We can rewrite Eq. (5) as

$$ \frac{{\mathop \sum \nolimits_{r = 1}^{s} u_{r} y_{rj} }}{{\mathop \sum \nolimits_{i = 1}^{m} v_{i} x_{ij } }} \ge \psi , \;\;j = 1,2 \ldots ,n $$
(6)

Combining Eqs. (4) and (6), we can rewrite the following mathematical programming model

$$ \begin{aligned} & \mathop {\mathrm{max }}\limits_{u,v, \eta } \psi \\ & {\mathrm{s}} . {\mathrm{t}} .\\ & \mathop \sum \limits_{r = 1}^{s} u_{r} y_{rj} - \psi \mathop \sum \limits_{i = 1}^{m} v_{i} x_{ij} \ge 0 ,\;\; j = 1,2, \ldots ,n \\ & \mathop \sum \limits_{p = 1}^{q} \eta_{p} k_{pj} - \mathop \sum \limits_{i = 1}^{m} v_{i} x_{ij} \le 0,\;\; j = 1,2, \ldots ,n \\ & \mathop \sum \limits_{r = 1}^{s} u_{r} y_{rj} - \mathop \sum \limits_{p = 1}^{q} \eta_{p} k_{pj} \le 0,\;\; j = 1,2,\ldots n \\ & \mathop \sum \limits_{r = 1}^{s} u_{r} y_{rj} - \mathop \sum \limits_{i = 1}^{m} v_{i} x_{ij} \le 0,\;\; j = 1,2, \ldots ,n \\ & u_{r} ,\eta_{p} ,v_{i} \ge \varepsilon > 0 \;\; r = 1, \ldots ,s\;\;i = 1, \ldots ,m\;\;p = 1, \ldots ,q \\ \end{aligned} $$
(7)

Applying bisection method to solve this model, we get the value of factor weight \( u_{r}^{*} ,\eta_{p}^{*} ,v_{i}^{*} \) to measure efficiency as follows

$$ z_{j}^{h} = \frac{{\mathop \sum \nolimits_{r = 1}^{s} u_{r}^{*} y_{rj} }}{{\mathop \sum \nolimits_{i = 1}^{m} v_{i}^{*} x_{ij} }} = \frac{{\mathop \sum \nolimits_{p = 1}^{q} \eta_{p}^{*} k_{pj} }}{{\mathop \sum \nolimits_{i = 1}^{m} v_{i}^{*} x_{ij} }}*\frac{{\mathop \sum \nolimits_{r = 1}^{s} u_{r}^{*} y_{rj} }}{{\mathop \sum \nolimits_{p = 1}^{q} \eta_{p}^{*} k_{pj} }} = z_{j}^{h1} * z_{j}^{h2} $$
(8)

In which, \( z_{j}^{h1} , z_{j}^{h2} {\mathrm{and}} z_{j}^{h} \) are the efficiency of first stage, second stage and the whole process, respectively.

3.2 Production process

As banks play an intermediate role in transforming deposits into lending and investments we follow the intermediate approach to construct input, output and intermediate products (Favero and Papi 1995). The production process includes two stages. For the first stage, the inputs are interest expense and non-interest expense (Harris et al. 2013). Deposits play an intermediate role between the first and second stage. Holod and Lewis (2011) state that deposits should be considered as the intermediate product of the process as deposits play a dual role in bank production procedure. Outputs include loans, interest income and non-interest income (Harris et al. 2013). The outputs of the first stage are inputs for the second stage.

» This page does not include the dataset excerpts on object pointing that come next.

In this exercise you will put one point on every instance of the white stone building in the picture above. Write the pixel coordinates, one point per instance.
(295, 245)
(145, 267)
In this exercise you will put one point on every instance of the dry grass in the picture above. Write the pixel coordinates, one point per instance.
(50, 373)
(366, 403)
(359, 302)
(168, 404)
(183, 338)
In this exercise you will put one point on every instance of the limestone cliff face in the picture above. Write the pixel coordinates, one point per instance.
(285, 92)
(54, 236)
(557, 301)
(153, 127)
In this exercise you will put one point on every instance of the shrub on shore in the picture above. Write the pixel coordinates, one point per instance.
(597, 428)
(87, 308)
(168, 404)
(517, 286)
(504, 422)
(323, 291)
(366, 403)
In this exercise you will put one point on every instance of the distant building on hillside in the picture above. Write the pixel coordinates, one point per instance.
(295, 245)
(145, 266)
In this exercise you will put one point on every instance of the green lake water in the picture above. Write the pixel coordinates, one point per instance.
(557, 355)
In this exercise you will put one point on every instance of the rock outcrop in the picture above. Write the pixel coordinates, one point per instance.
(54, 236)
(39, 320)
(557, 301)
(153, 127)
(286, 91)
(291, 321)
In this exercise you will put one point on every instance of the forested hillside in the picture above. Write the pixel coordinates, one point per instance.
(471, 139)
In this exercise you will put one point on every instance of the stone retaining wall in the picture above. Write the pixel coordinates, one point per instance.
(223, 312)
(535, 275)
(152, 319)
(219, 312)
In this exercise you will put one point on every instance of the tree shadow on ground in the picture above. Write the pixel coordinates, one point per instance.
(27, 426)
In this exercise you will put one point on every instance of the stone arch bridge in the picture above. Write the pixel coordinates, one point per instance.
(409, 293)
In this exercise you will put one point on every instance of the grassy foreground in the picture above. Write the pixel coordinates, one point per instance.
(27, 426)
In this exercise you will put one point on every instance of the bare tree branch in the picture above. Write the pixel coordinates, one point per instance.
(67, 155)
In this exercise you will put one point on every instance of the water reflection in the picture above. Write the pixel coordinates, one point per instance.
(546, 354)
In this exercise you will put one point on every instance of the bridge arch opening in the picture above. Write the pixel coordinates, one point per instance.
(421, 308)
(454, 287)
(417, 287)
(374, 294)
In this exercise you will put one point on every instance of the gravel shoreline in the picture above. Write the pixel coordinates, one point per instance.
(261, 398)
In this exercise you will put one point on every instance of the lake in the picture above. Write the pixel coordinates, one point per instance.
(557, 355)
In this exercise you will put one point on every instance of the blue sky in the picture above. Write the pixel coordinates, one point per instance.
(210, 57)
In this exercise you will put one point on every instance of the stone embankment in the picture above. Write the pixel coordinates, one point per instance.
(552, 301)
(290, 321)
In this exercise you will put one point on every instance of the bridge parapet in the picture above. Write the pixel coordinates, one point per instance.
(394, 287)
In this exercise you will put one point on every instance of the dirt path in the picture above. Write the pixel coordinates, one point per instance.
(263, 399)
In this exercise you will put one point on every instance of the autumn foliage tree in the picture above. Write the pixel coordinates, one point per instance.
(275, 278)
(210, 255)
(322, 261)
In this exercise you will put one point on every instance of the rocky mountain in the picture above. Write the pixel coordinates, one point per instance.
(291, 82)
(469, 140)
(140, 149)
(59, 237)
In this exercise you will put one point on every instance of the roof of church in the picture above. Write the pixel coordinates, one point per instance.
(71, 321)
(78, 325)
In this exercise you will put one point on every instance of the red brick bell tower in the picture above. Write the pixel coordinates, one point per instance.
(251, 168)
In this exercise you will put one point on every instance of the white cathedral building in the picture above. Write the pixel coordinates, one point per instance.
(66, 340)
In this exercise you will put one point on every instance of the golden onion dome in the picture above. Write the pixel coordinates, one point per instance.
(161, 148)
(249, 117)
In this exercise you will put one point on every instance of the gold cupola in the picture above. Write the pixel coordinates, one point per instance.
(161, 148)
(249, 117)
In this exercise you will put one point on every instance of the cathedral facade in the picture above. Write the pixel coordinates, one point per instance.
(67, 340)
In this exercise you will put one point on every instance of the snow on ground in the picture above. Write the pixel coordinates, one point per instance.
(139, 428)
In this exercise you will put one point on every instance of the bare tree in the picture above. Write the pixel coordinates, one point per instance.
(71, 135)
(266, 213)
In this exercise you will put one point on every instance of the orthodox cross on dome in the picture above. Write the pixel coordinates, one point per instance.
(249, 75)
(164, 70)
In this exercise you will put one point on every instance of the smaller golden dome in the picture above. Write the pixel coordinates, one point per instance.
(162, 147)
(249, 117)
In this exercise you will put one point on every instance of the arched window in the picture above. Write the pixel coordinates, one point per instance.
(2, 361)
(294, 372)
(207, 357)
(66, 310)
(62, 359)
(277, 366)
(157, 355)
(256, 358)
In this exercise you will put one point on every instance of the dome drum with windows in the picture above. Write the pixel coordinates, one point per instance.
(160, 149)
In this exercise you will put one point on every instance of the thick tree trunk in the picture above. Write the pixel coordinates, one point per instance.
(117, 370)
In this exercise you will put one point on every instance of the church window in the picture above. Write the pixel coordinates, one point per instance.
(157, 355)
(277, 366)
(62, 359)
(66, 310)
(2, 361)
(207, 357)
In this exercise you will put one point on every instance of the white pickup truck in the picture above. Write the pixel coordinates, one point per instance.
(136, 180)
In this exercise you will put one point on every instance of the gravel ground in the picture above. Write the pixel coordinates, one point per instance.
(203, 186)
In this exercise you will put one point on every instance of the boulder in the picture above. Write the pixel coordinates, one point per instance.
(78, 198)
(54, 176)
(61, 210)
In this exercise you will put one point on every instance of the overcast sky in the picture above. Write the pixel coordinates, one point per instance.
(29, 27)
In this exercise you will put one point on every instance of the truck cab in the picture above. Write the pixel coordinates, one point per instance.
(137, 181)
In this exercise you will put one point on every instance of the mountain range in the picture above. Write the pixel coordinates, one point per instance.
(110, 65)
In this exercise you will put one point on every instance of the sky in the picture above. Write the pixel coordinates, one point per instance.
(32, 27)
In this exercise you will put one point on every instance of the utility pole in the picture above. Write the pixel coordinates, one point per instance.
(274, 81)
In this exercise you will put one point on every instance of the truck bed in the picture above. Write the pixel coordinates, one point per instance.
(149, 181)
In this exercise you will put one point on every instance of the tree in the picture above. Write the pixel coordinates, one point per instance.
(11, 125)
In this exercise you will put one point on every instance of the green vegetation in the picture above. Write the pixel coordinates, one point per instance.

4 Data and regression model

4.1 Sample

This study uses panel data of BHC affiliates for the period 1994–2018. Each bank subsidiary that belongs to a BHC is treated as a DMU. We exclude stand-alone banks, banks with foreign ownership and keep only banks belonging to holding companies. We also discard banks with missing values for the inputs or outputs needed to run DEA and those with no data available for at least half of the study period. After cleaning the data, we use the “Jackstrap” methodology to obtain a homogenous dataset (Chortareas et al. 2013) by applying bootstrap and calculating each DMU efficiency score relative to all other DMUs when a DMU is removed from the dataset. By doing so, outlier banks with data errors can be detected and removed from the dataset. The final sample consists of 3853 banks from 1994 to 2018.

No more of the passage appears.